Rarely have opinions about energy been agreed to so easily. "During the debate over oil and gas in high degrees, seems polarized, while offshore wind projects are meaningful," say George Hagerman, energy expert at Virginia Tech. Two weeks ago the government approved its first wind park before the coast of Cape Cod in Massachusetts. This caused hope in Virginia. A study of the Virginia Coastal Energy Research Corporation assumes windmills have a capacity of up to 3,200 megawatts, 10% of the Virginia's power requirement. Two local enterprises, Apex and Seawind, have shown interest; together they want to install to 2,300 megawatts. The shipyards in the region could produce turbines and rotor blades for this purpose - as has already happened in Emden.

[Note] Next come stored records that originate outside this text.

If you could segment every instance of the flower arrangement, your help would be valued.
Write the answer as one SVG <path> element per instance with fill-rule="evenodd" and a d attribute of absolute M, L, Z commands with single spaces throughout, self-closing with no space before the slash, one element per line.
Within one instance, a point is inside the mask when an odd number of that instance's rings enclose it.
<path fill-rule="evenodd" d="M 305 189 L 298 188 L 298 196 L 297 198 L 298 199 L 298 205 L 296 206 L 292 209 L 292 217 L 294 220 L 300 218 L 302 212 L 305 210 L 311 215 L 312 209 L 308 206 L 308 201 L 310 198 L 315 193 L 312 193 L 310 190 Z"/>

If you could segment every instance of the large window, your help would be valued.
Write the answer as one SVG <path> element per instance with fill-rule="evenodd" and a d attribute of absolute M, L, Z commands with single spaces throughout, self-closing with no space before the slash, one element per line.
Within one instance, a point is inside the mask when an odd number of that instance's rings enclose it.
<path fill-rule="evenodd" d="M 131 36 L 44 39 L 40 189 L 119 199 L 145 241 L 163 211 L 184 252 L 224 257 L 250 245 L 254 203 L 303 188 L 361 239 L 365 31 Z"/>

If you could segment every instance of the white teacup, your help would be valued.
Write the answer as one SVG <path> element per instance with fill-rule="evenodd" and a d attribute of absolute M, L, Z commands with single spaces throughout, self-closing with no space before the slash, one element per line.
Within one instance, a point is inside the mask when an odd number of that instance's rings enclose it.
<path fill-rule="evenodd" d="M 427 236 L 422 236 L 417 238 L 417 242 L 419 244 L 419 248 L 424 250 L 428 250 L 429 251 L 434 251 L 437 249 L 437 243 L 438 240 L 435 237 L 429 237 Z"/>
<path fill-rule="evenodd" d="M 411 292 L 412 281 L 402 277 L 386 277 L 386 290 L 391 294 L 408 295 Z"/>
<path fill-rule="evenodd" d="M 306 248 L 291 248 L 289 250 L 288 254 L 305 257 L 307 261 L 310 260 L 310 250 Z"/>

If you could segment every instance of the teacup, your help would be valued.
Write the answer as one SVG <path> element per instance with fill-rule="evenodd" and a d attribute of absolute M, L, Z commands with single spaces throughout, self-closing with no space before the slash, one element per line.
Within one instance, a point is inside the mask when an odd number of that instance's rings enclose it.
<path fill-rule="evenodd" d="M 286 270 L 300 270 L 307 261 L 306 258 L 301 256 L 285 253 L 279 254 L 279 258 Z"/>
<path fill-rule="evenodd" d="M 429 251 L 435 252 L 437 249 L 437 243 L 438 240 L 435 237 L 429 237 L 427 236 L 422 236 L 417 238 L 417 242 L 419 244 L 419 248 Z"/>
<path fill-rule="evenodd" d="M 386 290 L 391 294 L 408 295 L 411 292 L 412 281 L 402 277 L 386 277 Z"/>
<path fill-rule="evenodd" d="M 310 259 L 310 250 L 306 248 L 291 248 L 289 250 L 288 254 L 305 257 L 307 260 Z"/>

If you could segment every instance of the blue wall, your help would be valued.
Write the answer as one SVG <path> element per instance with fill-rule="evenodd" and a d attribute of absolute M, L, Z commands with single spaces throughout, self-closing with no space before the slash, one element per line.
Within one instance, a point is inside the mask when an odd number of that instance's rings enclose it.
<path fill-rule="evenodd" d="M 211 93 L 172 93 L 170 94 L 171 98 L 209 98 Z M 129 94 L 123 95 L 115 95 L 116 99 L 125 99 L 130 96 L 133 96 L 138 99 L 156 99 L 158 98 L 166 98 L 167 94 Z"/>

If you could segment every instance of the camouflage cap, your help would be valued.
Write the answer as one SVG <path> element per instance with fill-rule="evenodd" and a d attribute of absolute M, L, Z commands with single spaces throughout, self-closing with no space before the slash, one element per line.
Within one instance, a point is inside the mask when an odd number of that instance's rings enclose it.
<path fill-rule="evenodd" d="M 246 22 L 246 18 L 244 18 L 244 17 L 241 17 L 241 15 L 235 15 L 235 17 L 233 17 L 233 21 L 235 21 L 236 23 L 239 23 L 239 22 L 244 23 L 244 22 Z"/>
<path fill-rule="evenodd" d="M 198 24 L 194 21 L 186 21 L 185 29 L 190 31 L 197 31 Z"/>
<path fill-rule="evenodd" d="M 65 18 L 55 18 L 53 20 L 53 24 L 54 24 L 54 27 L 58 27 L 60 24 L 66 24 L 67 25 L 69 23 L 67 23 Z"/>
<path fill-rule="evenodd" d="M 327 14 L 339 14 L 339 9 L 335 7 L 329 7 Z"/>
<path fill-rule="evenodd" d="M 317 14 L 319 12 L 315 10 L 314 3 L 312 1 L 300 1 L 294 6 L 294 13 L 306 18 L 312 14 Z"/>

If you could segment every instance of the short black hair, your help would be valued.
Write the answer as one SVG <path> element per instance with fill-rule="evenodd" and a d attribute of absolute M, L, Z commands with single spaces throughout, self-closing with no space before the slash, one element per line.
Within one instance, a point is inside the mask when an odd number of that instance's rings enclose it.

So far the wind plans come very slowly. The doubts of the tourism industry could be eliminated fast, the 20 kilometers planned for the wind park off the coast would barely be seen from the shoreline. Other important participants also have doubts, the four military bases in Hampton Roads, like the area around Virginia Beach, are called the largest employer is in that Region. The Navy and the Air Force are afraid that windmills could impair their operations. "Without the military nothing happens," says Matthias. The Pentagon has proposals for the areas the military considered to be suitable for windmills.
Researcher Hagerman also finds that the energy on all fronts must be advanced, not only in 20 years, if the scope of action by man shrank drastically. He also regards the oil plans pragmatically and says that we must first find out if drilling is worth it. "It can do no harm to know, what the inventory is," says Hagerman.